Why were square waves used in old hardware instead of sine waves?

This answer here postulates that to actually generate a square wave (or any other abstract wave-shape) you have to layer multiple sine waves on top of each other. Yet old hardware (Commodore, NES, etc) lacked sine wave channels and instead relied heavily on square pulse-waves, triangle waves, noise and sawtooth waves. I always assumed this was done because those waves are easier to generate than a simple sine wave. So,would genereating these wave shapes not be computationally more expensive? Why was it done anyway?

Solution

This answer here postulates that to actually generate a square wave […] you have to layer multiple sine waves on top of each other.

Not really, it just describes how a square wave can be analyzed to prove certain facts about its sound - how much energy is in each frequency band and such. This is somewhat similar to how every integer can be factored into one or more smaller prime factors (15=3×5) which is useful when analyzing algorithms but still doesn't change how we came up with the original number (maybe counting 15 sheep).

Separating a "complex" wave into sinusoidal components are very useful mathematically, but does not tell us the mechanism behind its original creation.

I always assumed this was done because those waves are easier to generate than a simple sine wave.

Your assumption here is correct. Starting with a digital circuit, the square wave is the easiest and cheapest waveform to create¹. Just turn a voltage on and off using a single transistor. It is also cheaper in a mass-market manufacturing context because a sine wave generator (and even a saw-tooth) made from analog electronics will require a lot of extra components in order to not drift with temperature, age, and humidity.
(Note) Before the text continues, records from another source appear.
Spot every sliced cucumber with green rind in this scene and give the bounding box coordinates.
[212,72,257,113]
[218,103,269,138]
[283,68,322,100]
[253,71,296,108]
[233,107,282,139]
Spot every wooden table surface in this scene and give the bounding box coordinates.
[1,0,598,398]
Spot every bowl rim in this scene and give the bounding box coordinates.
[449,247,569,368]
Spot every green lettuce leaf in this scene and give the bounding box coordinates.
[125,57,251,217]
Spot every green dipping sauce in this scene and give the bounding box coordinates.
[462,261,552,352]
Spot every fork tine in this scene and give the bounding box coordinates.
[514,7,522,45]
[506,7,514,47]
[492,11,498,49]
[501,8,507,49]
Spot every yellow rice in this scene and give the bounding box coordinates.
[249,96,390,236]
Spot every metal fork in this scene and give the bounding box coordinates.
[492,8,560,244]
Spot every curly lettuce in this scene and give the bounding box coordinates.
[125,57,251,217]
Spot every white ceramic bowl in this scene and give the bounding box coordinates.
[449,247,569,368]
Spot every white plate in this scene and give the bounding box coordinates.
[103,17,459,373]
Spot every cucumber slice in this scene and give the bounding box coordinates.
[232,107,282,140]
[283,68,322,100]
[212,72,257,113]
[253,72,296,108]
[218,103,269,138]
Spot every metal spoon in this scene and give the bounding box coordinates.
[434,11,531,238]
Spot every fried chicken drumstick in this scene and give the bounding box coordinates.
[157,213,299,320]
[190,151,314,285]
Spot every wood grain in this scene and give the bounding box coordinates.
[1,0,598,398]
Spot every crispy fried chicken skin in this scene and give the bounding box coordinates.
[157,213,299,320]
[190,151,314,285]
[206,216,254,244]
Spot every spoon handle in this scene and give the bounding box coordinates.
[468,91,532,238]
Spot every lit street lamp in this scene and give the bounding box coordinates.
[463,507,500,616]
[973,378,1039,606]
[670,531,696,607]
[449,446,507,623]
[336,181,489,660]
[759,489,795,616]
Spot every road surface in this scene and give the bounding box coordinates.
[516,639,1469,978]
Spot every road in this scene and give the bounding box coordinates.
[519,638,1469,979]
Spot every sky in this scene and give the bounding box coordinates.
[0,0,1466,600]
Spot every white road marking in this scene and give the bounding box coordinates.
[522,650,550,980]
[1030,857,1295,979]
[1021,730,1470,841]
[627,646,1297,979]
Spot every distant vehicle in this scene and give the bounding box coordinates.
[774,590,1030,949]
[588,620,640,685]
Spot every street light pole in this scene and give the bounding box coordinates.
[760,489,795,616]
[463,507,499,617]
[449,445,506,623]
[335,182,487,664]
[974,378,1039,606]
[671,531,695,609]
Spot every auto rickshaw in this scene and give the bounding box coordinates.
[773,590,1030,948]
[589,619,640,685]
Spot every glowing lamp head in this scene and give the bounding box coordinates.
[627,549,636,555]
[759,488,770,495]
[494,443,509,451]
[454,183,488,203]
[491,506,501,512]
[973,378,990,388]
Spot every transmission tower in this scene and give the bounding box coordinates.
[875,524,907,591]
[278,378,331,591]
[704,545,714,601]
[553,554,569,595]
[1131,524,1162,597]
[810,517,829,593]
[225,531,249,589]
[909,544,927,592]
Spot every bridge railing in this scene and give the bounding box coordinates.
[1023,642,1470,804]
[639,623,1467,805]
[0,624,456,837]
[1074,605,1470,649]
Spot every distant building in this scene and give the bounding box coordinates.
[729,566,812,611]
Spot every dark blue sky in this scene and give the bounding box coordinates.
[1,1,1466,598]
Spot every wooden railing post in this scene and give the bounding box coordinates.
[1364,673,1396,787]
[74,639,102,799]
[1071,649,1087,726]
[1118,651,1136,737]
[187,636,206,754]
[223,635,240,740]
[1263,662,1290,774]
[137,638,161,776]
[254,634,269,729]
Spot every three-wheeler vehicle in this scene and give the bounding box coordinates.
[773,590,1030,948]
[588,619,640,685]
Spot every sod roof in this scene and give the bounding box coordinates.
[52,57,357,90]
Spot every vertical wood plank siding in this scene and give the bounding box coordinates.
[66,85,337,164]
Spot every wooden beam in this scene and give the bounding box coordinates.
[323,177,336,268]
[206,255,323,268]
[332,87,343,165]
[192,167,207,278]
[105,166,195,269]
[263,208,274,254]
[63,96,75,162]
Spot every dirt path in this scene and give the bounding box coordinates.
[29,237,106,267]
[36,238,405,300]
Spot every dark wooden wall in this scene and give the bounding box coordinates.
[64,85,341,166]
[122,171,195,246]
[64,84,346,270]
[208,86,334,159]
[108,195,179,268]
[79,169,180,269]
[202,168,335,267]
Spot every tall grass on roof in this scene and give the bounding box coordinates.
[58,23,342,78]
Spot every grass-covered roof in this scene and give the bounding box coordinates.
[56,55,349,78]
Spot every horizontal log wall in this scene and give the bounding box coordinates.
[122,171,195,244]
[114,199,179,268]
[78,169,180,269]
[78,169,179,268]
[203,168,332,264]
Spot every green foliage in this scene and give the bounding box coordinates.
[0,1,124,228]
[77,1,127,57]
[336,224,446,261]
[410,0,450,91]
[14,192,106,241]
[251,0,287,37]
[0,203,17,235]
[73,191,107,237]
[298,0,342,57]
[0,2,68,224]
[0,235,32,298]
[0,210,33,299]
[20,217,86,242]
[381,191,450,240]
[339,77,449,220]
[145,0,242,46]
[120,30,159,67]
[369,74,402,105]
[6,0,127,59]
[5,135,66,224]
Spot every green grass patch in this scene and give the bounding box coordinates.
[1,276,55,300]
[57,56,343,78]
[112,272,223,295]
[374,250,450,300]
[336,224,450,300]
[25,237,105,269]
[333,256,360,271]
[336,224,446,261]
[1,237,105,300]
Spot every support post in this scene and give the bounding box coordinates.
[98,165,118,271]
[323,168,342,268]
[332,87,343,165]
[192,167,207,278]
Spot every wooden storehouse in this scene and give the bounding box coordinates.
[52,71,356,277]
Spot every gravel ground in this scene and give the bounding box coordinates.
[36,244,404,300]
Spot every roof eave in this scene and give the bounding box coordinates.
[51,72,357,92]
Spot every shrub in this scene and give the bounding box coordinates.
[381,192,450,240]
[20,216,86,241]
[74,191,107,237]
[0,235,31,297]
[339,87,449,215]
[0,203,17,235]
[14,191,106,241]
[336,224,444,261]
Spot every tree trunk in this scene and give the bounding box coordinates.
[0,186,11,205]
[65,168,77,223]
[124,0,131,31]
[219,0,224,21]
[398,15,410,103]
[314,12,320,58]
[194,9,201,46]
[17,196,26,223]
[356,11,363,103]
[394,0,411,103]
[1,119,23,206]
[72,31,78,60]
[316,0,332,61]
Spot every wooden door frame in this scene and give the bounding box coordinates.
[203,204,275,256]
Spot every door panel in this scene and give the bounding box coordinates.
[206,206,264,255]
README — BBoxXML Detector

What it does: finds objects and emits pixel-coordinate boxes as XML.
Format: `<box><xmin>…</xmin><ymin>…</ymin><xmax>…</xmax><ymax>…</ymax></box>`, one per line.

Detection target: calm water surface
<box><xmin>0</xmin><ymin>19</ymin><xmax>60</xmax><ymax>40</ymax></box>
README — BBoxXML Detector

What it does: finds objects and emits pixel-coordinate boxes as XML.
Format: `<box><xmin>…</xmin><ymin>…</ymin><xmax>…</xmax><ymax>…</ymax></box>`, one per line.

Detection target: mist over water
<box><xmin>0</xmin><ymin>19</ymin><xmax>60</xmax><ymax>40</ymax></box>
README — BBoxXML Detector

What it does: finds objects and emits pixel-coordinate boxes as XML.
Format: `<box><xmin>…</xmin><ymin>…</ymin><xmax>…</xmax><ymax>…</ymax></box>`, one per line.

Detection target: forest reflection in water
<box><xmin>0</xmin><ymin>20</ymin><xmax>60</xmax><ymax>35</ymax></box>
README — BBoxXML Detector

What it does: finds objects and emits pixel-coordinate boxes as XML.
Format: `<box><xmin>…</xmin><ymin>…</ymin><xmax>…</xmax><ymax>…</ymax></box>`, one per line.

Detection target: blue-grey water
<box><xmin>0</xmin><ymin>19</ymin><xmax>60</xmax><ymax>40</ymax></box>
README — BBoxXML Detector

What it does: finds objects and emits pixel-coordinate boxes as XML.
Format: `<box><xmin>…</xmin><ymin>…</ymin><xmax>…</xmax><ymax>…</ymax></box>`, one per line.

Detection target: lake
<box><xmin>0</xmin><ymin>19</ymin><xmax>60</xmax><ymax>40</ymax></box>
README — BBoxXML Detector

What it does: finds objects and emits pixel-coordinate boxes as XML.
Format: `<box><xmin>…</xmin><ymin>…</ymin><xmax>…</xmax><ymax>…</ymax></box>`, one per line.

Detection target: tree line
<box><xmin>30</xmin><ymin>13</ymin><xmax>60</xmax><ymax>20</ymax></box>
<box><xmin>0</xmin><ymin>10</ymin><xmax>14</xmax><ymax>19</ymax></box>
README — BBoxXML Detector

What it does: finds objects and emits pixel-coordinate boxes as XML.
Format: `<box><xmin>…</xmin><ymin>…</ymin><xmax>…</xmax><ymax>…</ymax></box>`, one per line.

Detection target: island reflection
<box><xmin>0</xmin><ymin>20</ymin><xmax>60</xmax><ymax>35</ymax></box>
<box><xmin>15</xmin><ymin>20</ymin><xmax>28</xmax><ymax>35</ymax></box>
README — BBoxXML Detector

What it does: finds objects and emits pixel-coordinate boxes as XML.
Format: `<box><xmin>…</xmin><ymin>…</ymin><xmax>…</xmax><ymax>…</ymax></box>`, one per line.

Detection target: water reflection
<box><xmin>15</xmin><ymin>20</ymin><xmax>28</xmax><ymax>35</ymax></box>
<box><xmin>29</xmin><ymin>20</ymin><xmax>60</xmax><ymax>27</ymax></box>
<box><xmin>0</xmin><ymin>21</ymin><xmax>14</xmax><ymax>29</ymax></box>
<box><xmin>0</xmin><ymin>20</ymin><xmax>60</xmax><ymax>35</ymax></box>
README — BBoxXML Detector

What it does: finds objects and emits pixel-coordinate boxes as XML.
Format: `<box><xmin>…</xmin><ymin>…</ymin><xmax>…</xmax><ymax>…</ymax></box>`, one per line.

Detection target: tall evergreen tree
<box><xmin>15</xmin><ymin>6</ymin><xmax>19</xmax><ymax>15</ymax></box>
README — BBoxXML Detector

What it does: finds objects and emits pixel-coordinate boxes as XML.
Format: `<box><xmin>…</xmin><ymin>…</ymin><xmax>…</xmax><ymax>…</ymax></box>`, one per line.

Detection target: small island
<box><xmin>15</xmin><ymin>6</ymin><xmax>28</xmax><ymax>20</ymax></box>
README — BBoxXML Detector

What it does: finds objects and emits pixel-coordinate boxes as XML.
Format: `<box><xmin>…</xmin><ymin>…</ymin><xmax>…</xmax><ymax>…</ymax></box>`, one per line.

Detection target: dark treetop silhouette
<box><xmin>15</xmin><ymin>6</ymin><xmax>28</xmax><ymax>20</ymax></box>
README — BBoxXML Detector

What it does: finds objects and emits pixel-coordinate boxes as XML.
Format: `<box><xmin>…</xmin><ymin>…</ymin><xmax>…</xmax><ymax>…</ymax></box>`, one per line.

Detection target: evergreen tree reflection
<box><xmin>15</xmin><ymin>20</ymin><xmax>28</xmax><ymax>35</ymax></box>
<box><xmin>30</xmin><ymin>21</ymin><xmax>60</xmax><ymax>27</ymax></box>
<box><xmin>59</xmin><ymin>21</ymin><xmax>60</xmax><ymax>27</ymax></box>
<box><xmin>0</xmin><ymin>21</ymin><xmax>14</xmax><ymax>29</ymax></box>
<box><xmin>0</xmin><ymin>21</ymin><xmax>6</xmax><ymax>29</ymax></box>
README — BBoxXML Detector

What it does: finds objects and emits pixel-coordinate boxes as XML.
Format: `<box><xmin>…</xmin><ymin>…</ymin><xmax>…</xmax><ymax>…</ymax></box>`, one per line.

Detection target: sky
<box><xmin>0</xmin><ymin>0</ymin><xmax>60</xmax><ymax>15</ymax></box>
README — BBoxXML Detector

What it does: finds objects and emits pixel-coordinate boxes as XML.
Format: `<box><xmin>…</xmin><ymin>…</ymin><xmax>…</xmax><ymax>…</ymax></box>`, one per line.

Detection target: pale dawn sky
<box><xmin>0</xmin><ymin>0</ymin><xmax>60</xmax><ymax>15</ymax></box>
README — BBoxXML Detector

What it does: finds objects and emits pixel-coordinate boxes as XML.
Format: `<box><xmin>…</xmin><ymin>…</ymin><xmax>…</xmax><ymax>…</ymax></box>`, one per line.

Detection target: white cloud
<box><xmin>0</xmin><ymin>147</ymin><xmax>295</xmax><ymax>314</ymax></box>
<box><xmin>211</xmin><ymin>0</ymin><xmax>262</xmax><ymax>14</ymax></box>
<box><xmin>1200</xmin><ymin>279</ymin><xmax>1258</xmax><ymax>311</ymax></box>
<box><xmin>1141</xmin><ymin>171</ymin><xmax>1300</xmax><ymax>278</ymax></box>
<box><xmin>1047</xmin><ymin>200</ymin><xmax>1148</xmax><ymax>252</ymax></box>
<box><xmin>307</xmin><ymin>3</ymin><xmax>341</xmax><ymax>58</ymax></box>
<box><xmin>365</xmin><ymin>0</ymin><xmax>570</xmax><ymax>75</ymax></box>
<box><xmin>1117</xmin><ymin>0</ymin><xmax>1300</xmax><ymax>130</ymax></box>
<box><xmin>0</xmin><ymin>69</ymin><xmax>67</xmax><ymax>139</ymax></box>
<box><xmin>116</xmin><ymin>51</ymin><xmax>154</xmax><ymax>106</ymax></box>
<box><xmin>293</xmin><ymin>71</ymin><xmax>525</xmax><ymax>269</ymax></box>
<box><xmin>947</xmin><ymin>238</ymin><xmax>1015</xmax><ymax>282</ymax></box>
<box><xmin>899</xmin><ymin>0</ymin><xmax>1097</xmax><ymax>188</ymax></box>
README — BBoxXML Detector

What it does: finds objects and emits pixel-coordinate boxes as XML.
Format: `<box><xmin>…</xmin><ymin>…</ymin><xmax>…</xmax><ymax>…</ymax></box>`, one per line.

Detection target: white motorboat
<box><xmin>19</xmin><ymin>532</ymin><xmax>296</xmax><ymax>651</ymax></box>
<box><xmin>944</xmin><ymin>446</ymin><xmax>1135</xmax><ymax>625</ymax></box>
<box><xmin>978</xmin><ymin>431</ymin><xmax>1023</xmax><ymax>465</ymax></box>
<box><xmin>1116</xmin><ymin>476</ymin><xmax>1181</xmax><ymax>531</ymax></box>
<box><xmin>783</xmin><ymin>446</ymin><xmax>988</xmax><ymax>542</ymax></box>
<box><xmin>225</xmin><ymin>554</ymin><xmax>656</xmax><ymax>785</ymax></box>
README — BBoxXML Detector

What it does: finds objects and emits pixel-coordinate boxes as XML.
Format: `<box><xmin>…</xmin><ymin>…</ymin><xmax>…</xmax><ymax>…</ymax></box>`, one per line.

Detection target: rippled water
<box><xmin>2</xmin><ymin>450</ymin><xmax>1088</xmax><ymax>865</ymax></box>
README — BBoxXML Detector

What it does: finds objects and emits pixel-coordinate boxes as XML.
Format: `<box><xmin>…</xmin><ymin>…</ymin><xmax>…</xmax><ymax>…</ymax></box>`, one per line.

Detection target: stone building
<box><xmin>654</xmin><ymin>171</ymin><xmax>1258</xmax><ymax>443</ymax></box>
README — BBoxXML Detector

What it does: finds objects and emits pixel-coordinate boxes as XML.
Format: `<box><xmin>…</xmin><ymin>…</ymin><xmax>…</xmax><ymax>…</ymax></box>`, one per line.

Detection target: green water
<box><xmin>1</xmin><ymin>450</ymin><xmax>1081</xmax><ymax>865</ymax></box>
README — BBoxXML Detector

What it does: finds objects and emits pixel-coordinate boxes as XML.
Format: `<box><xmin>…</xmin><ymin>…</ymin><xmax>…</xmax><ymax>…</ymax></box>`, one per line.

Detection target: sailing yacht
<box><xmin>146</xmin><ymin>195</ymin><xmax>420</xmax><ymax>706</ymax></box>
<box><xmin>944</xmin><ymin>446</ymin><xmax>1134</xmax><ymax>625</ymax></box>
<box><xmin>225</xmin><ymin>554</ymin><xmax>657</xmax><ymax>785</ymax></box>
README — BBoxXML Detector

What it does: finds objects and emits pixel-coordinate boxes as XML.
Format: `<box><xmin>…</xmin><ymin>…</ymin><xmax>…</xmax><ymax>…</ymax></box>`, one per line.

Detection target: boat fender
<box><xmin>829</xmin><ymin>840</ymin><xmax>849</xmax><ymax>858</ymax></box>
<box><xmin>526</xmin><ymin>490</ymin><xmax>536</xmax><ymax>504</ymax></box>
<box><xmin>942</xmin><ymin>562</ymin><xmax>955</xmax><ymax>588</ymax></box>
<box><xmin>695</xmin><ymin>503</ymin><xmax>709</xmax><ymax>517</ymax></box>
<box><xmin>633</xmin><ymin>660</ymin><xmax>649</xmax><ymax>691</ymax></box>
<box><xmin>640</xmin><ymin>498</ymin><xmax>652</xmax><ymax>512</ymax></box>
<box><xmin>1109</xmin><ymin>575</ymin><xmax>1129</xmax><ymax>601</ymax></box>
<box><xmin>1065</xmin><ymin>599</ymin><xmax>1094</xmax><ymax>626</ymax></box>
It is also arguably more useful in a synthesizer context than one single sine wave because it has a lot of harmonics you can modify with a filter like in the SID.

The next step on the complexity ladder is any ramp-shape, like the triangle or saw-tooth. While you can make these using analog electronics, even back in the early eighties they were typically implemented by a simple DAC driven by a digital counter. The rate of the counter determined how fast the waveform goes from 0 to MAX and thus determined the pitch.

Once you have your DAC in your computer you could use it to generate a sine wave but it requires either impossibly expensive real-time calculations or a large table of pre-calculated sine values, so it was rarely (never?) done. When computers got some useful amount of RAM and bandwidth, they quickly switched to plain arbitrary samples and never looked back.

^{1) In fact, anything else is so much more complicated that today we just do everything using simple digital pulses and just filter the result in various ways (PDM, PWM, Delta-sigma)}